According to the Centre’s Director, Distinguished Professor Dietmar W. Hutmacher, implants and such medical devices as scaffolds – when produced with 3D printing – may be custom made and tailored specifically for each patient.
“In contrast, implants and devices produced through traditional manufacturing methods are usually in standard sizes,” Professor Hutmacher said.
“However, we have several technical challenges to overcome before 3D printing transforms the advanced manufacturing of implants and medical devices.
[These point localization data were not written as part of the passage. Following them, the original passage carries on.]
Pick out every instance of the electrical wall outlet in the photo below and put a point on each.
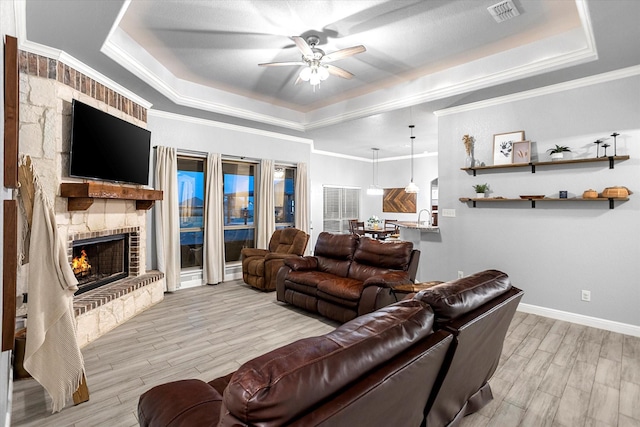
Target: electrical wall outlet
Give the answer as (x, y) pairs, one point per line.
(450, 213)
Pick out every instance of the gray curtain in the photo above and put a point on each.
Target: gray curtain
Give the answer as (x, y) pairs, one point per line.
(213, 263)
(266, 224)
(167, 217)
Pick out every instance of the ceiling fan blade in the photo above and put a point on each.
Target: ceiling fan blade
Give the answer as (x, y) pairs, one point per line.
(343, 53)
(302, 45)
(280, 64)
(337, 71)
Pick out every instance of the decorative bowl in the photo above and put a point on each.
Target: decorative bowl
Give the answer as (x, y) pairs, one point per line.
(532, 196)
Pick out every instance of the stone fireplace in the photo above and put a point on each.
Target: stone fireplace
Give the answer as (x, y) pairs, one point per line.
(111, 227)
(97, 261)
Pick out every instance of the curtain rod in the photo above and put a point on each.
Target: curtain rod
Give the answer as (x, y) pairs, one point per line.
(228, 156)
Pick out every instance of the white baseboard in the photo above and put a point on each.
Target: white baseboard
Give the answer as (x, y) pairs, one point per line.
(594, 322)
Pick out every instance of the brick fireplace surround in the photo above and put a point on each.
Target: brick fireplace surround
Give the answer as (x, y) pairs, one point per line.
(100, 310)
(47, 88)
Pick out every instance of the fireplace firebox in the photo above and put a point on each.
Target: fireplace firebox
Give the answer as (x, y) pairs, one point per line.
(100, 260)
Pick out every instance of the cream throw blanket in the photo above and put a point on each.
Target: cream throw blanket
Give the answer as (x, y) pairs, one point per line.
(52, 355)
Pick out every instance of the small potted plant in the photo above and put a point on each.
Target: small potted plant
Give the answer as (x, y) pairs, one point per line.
(557, 153)
(481, 189)
(374, 222)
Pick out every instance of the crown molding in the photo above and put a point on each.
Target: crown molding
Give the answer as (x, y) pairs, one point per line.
(427, 88)
(227, 126)
(546, 90)
(28, 46)
(594, 322)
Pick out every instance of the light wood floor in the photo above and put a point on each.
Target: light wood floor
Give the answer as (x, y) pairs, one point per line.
(552, 373)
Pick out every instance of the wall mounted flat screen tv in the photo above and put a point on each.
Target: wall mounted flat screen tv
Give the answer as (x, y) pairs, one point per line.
(104, 147)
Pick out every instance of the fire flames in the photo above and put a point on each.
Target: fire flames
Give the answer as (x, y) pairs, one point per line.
(81, 264)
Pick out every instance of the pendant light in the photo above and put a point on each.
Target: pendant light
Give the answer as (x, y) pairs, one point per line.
(374, 189)
(411, 188)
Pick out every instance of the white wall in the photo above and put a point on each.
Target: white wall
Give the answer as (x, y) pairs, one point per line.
(555, 250)
(338, 171)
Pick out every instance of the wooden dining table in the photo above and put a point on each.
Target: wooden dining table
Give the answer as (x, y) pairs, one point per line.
(378, 233)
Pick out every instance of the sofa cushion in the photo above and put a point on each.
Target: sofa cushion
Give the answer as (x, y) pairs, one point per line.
(373, 257)
(450, 300)
(286, 382)
(342, 288)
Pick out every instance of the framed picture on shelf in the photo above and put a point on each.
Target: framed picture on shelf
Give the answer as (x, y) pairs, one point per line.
(503, 146)
(522, 152)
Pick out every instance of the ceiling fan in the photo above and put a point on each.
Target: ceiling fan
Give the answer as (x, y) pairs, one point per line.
(316, 63)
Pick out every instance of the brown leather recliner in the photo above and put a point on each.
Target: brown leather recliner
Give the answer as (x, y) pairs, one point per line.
(477, 310)
(260, 266)
(348, 276)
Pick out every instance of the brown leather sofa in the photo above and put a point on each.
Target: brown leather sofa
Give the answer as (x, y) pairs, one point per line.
(477, 310)
(348, 275)
(385, 368)
(378, 367)
(260, 266)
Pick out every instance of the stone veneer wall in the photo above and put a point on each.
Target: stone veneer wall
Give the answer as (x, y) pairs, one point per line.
(47, 88)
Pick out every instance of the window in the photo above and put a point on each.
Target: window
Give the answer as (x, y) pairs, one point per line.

“Commercially available 3D printers generally offer only high-speed, high-precision, or medical grade bio-materials, and rarely do they offer all three.
“This limits their suitability as a manufacturing platform for medical devices such as biodegradable scaffolds for tissue engineering. The addition of AI and machine vision to 3D printing changes this paradigm.”
This interdisciplinary endeavour has bio-medical engineers – in conjunction with Professor Dalton – working to produce biodegradable, bio-medical designs that have never been printed before, including heart valves, bone scaffolding, and membranes for dental tissue engineering.
According to Professor Hutmacher, “The team is accomplishing this by pairing its melt electrowriting (MEW) printer with machine vision and machine learning systems.
“The vision system comprehensively images the flight path of the extruded fibre to correct errors in real-time, while the machine learning system uses that information to predict the fibre diameter of the scaffold and make more accurate products.
“The processing of high-performance materials such as medical-grade biomaterials for implants is very complex and requires fine-tuning of all process parameters, which is why we monitor the 3D printing process closely.
“By using AI, we can evaluate this data stream and identify hidden printing parameter relationships that are not recognizable to humans.
“This is precisely where the advantage of artificial intelligence lies: it is able to process very large volumes of data quickly, an assignment that is far too monotonous and hence difficult for the human brain.
“Adding machine vision and artificial intelligence (AI) gives the MEW printer the eyes and brains it has so far been missing.
“These new advancements have the potential to transform MEW printers which now will be able to additively manufacture medical devices and implants that have never been printed before.”
Convergence of Machine Vision and Melt Electrowriting was published in Advanced Materials.